Open Intensity opened this issue 9 years ago • 0 comments

In addition to improving the ratio for a final recompression pass, precomp by nature also improves deduplication ratios across a dataset since the content may coexist in both uncompressed and compressed forms. So there's a benefit to deduplication ratio (across a long range data stream/set) as well as compression.

That said, I'd like to propose that precomp support a bijective transform on an input (stream) which is applied even to an uncompresed archive - whether that's raw format, a tarfile, cpio/ditto, a ZFS send stream, zip -0, or an excerpt from an uncompressed vmdk using a few popular filesystem formats.

This is proposed because it would further precomp's ability to normalise data and prepare it for efficient deduplication and compression. Variable-block deduplication processing can be done by tools like ddar (great since negligible memory needed), srep (more efficient than lrzip), and pcompress, as an example. In principle, I could set the (average) block size for deduplication small enough so that more blocks are considered equivalent and thus deduplicated. But that's more than what's needed. To do that completely might involve multiplying the resource requirements by a factor of ten. Analogously, if each of those tools chose a large enough blocksize, then the periodic presence of excess bytes in the stream (constituting the internal format) wouldn't cause as big of a problem. But a large blocksize is not always chosen, so this wouldn't be sufficient either.

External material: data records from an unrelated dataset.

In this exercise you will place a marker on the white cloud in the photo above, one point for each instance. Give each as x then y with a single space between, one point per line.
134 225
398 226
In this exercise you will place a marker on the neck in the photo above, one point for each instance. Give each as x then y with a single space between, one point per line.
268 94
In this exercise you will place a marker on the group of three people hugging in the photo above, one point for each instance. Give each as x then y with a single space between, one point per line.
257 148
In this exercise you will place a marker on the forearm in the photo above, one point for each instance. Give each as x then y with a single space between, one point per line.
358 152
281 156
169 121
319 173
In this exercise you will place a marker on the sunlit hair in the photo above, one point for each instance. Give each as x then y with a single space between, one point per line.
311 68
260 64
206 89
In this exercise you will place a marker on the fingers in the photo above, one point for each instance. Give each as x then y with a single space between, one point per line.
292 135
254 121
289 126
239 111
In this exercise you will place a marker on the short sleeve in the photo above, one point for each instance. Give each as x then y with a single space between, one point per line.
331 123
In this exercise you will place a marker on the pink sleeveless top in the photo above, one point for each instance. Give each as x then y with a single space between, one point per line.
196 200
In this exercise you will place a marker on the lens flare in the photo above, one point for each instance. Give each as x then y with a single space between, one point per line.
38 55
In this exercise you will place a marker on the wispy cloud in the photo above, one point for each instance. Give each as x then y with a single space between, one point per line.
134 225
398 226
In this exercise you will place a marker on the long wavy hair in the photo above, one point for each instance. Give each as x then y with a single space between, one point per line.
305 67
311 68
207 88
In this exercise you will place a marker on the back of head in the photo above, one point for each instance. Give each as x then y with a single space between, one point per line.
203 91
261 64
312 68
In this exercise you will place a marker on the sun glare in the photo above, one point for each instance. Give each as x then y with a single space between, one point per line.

What if the tar/cpio format, ZFS stream, or VMDK/filesystem stream was reversibly altered in such a way that a deduplication pass on the resultant hybrid data stream would consider these multiple representations as nearly equivalent? Suppose for example that I have a tarfile and I've also unpacked the raw files. If I create a cpio file of the whole tree, including all of that, I now have multiple representations of the same data. I'd like to not have to store this twice. It's easier to notice when everything is in the same subdirectory, but suppose there are a few times data is replicated. Also, ideally this idea ought to apply recursively. A cpio file containing similar tarfiles should be just considered as a nested structure referencing some identical files.

The more that data is expressed in its most native format and the extent to which a canonical representation can be derived, the better the deduplication and compression. I think that most formats mentioned could be translated between each other as part of a stream processing with bounded memory. An imperfect transformation that encodes the side information would also suffice as long as the transform is reversible. In theory something like xdelta3 with just the right settings would help; maybe there's a way to generalise the idea without considering the particulars of a multitude of archive formats.

Jun 04 '16 02:06 Intensity